By the afternoon much of the water had begun to drain back into the earth, and I noticed that the pastures had a new green tint to them. The grass had greened up a bit. It wasn’t the rain that caused it, but the nitrogen that was produced from all the lightning. Lightning energizes the sky and causes nitrogen to combine with oxygen, and that makes nitrate, which is one of the forms of nitrogen that a plant can use. (I am no chemist - my brother is the one with the PhD in that – but I really do know this!) I have seen this greening so many times after a storm that I have pretty much come to expect it, especially in the spring.  It’s one of the ways Natures feeds plants…

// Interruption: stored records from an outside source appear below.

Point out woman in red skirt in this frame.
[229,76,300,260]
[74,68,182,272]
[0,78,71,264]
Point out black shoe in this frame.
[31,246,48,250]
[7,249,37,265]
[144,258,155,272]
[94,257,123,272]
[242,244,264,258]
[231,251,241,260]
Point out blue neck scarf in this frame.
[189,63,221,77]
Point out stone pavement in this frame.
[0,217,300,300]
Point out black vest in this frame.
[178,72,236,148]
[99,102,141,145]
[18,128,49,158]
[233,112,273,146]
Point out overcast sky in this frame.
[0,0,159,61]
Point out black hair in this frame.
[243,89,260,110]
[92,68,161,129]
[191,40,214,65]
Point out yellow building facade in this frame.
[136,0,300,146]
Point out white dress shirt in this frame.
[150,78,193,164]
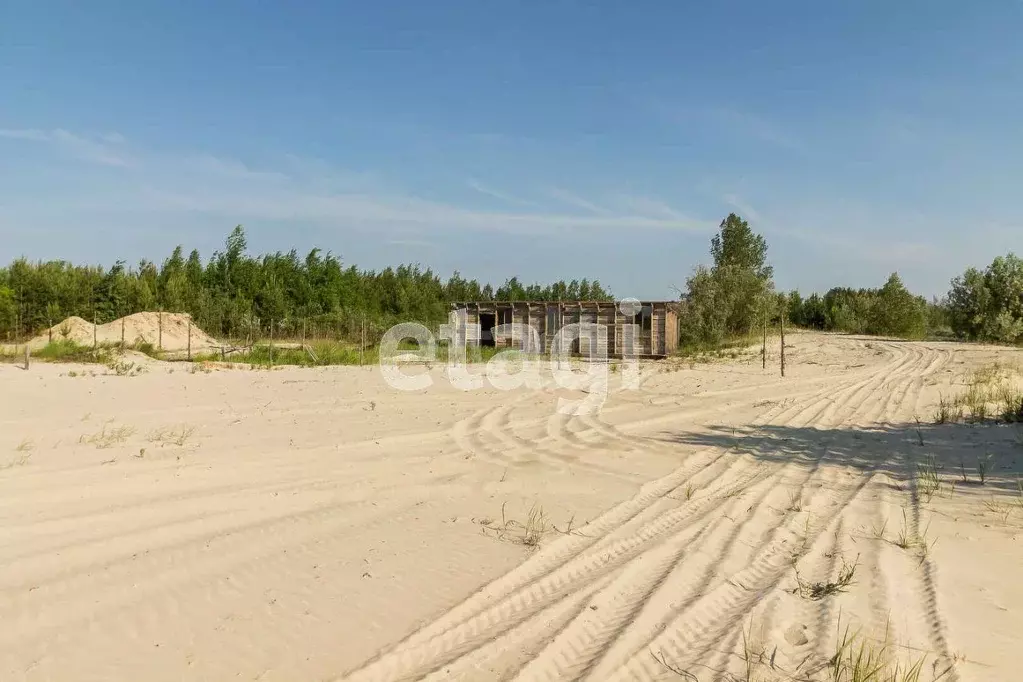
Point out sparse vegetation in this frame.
[934,362,1023,424]
[78,424,135,450]
[917,455,942,502]
[480,503,552,548]
[793,556,859,601]
[148,425,195,447]
[827,620,952,682]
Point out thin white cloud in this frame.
[547,187,612,216]
[617,194,688,221]
[722,194,761,223]
[0,128,132,167]
[465,178,536,207]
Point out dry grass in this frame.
[827,619,952,682]
[78,424,135,450]
[793,556,859,601]
[917,455,943,502]
[148,426,195,447]
[480,503,552,548]
[934,362,1023,424]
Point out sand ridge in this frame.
[28,312,220,351]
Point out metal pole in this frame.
[779,313,785,376]
[760,304,767,369]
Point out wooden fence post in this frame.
[760,306,767,369]
[779,313,785,376]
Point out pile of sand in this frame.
[29,313,220,351]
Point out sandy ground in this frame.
[23,313,220,351]
[0,334,1023,681]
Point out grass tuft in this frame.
[793,555,859,601]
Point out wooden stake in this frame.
[760,306,767,369]
[779,313,785,376]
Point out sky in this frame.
[0,0,1023,299]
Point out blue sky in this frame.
[0,0,1023,298]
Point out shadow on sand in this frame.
[655,422,1023,496]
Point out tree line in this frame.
[0,226,613,338]
[0,219,1023,346]
[680,214,1023,346]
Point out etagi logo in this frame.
[380,299,640,415]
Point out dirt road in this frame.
[0,334,1023,680]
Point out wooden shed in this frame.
[451,301,678,358]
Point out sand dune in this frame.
[0,334,1023,680]
[28,313,220,351]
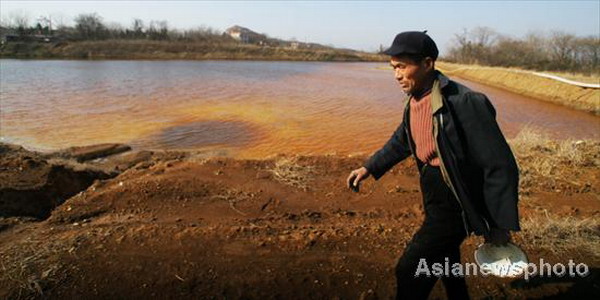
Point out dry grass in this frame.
[509,126,600,194]
[520,210,600,257]
[0,236,77,299]
[268,156,314,191]
[2,40,385,61]
[436,61,600,115]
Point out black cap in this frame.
[383,30,439,60]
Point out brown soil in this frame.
[0,145,600,299]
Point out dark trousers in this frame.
[396,165,469,299]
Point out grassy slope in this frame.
[436,62,600,115]
[0,40,386,61]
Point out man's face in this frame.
[390,56,428,94]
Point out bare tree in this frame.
[75,13,107,40]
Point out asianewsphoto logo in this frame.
[415,257,590,280]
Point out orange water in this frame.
[0,60,600,158]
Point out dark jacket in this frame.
[363,70,521,235]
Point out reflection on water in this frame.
[0,59,600,157]
[148,120,260,149]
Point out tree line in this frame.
[0,13,234,42]
[444,27,600,75]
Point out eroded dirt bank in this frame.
[0,142,600,299]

I planted turnips back in August right before hurricane Irene hit. Somehow this one survived the beating rain and didn’t get washed away or broken down. It was a strong seedling. A few others survived the hurricane but never really got going, and only produced very small bulbs/ roots. But something told me that this one was special. Something told me not to pull this one. Something said to just let it grow. Here it is, a little over six months old and still growing. The best I can measure her, she is about 9 in diameter and has a 26 inch circumference. I’m just going to let her grow as long as she will. I even named her Irene, after the storm! Only a farmer would have a pet turnip….or maybe just I would.


Way back in January I bought a used greenhouse. I should capitalize USED to describe it! The hoops were twisted, some bent, some broken at the apex; anchors were broken; the plywood front and back was a bit rotted. But the greenhouse had a few good things going for it – a huge shade cloth, four year plastic, an older fan that was in good condition, benches, and thermostats. The other thing it had going for it was that I had time on my hands and I needed something to do.

Friends of mine, my son, his friends, and I traveled thirty miles to Buena with a borrowed trailer and over a few days, disassembled it and hauled it back to the farm in pieces, all of us knowing that it would never go back together the same way that it had come apart. The first week of February I began salvaging the good hoops and other parts and began putting it up – because not all of its pieces could be reused, I settled on putting up half of what was the original. I am happy with that.

It’s almost finished. In another week I hope to have the plastic on and I might even begin growing stuff in there. My real plan though is to use it as a high tunnel in the fall/ winter, planting directly into the soil underneath. With double plastic it should stay warm enough without using a heating system. I am sure this, like everything else I have done here, will be a learning experience that will build upon itself year after year.